# hot sauce



## chinacats (Oct 22, 2012)

OK, I have a large pile of fresh Trinidad Scorpions (Moruga variety) and wanting to make a hot sauce that will last in the refrigerator for a fairly long time (these chiles are hot!). I made a hot sauce a while back that had habaneros, onions, carrots and vinegar...was pretty good, but figured you folks might have something more special! I thought about something with fruit (maybe mango), but don't see how it would last for a decent period of time unless I could freeze it.

Thanks,
Jim


----------



## bieniek (Oct 26, 2012)

Have you gave any thoughts to pineapple? 

You could burn it in the oven a little.


----------



## mr drinky (Oct 26, 2012)

I got a good bottle of tequila and made an alcohol based hot sauce for cooking. It lasts forever, but boy is it strong now. If I took a gulp of it, I would probably go to the hospital. 

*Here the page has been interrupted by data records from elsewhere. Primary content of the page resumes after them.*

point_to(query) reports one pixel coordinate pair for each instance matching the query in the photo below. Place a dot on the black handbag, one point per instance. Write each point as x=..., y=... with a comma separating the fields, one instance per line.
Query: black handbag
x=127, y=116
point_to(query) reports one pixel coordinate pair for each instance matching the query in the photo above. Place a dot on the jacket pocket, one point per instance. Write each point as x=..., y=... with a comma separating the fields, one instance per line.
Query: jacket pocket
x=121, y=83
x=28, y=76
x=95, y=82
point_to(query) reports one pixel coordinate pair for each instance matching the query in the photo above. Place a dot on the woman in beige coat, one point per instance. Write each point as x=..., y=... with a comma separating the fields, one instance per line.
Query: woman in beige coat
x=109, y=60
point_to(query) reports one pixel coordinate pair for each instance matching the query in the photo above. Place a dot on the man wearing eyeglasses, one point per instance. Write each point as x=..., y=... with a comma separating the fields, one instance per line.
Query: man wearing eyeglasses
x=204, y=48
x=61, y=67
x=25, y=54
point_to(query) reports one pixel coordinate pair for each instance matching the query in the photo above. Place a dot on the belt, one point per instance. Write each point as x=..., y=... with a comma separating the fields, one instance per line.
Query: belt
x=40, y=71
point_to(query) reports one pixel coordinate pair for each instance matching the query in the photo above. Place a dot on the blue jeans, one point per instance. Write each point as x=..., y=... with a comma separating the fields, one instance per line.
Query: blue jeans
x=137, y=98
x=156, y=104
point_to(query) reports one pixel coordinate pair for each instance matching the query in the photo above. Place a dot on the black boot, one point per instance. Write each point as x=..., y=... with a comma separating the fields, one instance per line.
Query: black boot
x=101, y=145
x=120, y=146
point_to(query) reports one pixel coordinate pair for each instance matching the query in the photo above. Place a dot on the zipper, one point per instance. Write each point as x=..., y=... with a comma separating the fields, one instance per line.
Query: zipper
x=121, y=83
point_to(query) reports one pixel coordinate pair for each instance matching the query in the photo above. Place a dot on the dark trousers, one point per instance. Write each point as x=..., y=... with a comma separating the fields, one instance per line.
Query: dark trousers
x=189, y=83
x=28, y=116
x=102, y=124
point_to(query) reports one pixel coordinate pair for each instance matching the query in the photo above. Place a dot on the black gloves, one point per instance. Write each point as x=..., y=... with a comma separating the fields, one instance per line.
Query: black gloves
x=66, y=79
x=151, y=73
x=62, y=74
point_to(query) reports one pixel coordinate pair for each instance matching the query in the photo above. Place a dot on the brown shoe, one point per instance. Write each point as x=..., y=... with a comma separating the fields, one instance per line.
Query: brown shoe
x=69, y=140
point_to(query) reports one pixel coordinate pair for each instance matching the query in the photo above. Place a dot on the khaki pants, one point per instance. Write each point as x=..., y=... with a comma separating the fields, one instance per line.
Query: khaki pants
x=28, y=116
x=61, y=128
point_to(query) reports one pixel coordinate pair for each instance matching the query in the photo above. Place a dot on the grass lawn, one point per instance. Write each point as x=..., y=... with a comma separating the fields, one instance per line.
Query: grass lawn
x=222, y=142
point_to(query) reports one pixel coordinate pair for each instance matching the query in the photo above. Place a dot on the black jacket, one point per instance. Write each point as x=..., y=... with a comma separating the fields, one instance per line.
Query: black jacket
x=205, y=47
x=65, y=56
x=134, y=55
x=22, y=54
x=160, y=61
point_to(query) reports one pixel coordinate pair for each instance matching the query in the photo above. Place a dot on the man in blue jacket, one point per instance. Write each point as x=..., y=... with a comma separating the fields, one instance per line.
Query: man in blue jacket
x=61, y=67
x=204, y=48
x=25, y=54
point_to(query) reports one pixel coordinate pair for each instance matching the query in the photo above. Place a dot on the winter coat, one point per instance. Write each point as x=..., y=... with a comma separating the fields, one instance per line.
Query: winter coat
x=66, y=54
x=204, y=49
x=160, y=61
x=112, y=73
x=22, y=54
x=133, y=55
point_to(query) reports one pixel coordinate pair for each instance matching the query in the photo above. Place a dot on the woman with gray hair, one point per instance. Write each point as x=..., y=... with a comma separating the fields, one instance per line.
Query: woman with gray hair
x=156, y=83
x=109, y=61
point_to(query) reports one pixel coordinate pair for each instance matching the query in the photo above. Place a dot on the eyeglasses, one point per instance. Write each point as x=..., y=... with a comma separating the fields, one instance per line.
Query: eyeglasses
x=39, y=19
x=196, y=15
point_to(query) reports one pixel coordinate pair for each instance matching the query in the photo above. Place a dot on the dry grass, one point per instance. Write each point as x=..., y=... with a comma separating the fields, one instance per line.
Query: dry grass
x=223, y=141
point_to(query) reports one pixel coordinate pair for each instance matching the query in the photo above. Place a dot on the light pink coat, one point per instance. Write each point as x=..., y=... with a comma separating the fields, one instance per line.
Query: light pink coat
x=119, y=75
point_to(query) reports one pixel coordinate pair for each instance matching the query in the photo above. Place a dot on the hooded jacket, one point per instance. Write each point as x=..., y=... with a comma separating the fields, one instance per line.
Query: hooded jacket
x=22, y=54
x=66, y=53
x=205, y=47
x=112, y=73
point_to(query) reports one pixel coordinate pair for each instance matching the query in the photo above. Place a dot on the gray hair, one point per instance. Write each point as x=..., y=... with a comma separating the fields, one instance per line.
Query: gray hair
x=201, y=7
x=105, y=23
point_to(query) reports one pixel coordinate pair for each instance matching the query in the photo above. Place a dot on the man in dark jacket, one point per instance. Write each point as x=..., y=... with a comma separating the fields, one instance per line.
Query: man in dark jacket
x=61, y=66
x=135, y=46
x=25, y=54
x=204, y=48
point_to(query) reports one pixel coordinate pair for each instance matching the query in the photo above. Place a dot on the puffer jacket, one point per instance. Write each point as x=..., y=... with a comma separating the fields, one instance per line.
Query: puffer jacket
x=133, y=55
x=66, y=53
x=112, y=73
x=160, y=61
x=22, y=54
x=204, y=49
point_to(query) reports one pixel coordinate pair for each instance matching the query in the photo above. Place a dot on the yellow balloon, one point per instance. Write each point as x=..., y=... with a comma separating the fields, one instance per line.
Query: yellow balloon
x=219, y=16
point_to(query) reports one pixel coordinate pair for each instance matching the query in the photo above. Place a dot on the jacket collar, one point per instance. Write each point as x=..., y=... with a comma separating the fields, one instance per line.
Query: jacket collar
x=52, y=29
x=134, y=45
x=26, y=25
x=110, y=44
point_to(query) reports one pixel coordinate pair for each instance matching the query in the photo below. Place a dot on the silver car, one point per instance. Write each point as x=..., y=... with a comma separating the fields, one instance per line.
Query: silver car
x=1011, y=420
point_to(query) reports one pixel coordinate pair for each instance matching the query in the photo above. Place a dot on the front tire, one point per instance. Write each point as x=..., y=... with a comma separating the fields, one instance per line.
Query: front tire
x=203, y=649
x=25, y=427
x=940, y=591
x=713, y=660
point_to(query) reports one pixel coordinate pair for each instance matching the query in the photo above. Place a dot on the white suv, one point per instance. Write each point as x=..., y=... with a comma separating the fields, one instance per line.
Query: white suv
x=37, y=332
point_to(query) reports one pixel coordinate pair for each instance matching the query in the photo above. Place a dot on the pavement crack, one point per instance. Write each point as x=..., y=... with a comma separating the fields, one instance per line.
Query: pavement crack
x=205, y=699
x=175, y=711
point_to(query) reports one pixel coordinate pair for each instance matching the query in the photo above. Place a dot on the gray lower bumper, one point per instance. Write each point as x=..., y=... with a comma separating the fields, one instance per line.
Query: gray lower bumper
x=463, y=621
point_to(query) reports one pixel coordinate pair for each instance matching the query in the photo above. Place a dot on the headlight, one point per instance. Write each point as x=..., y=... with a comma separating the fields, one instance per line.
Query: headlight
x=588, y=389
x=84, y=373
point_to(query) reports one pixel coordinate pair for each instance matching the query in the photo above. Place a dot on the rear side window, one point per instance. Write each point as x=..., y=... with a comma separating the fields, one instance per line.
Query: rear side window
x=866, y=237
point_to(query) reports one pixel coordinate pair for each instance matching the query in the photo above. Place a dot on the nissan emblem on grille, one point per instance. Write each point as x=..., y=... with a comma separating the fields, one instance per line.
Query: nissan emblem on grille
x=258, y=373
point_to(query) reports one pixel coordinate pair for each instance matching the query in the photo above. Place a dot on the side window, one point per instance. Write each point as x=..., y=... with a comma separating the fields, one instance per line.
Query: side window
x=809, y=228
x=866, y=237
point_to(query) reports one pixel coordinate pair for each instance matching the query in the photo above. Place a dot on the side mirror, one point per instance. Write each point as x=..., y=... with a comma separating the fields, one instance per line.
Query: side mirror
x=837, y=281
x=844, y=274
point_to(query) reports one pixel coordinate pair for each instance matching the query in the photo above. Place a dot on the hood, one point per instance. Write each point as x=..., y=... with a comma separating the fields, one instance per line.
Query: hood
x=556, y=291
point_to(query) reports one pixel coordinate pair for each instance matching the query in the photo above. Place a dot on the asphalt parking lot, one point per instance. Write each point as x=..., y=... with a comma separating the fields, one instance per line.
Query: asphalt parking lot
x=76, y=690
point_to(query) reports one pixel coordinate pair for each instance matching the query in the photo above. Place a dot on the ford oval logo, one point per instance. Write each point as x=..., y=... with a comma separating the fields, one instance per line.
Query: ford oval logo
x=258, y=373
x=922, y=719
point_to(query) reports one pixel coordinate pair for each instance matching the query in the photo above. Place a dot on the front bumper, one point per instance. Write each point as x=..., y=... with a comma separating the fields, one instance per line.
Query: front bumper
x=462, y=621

Here is the recipe I used.

k.


----------



## chinacats (Oct 26, 2012)

I wound up making the Scorpion with the carrots...have two others to try and make. Tequila sounds like a hardcore winner, thanks K, have all ingredients here :doublethumbsup: will try this one out this afternoon.

Bienek, like the idea of the burnt pineapple (and also happen to have one of those here as well), you think this could hold up in the refrigerator for some time?

Thanks folks,
Jim


----------



## Craig (Oct 26, 2012)

My favourite hot sauce: simmer peppers in oil with shallots and garlic until all the moisture is out (a couple of hours). You can jar them after if you want, it keeps just fine outside of the fridge until you open it.


----------



## stereo.pete (Oct 26, 2012)

mr drinky said:


> I got a good bottle of tequila and made an alcohol based hot sauce for cooking. It lasts forever, but boy is it strong now. If I took a gulp of it, I would probably go to the hospital.
> 
> Here is the recipe I used.
> 
> k.



You never disappoint do you, well played I will definitely be trying this.


----------



## DeepCSweede (Oct 26, 2012)

I hung up my thai chile's in the basement to dry and am rehydrating them as needed or grinding into powder. Has worked pretty good so far but k's tequilla sauce recipe is intriguing.


----------



## chinacats (Oct 26, 2012)

DeepCSweede said:


> I hung up my thai chile's in the basement to dry and am rehydrating them as needed or grinding into powder. Has worked pretty good so far but k's tequilla sauce recipe is intriguing.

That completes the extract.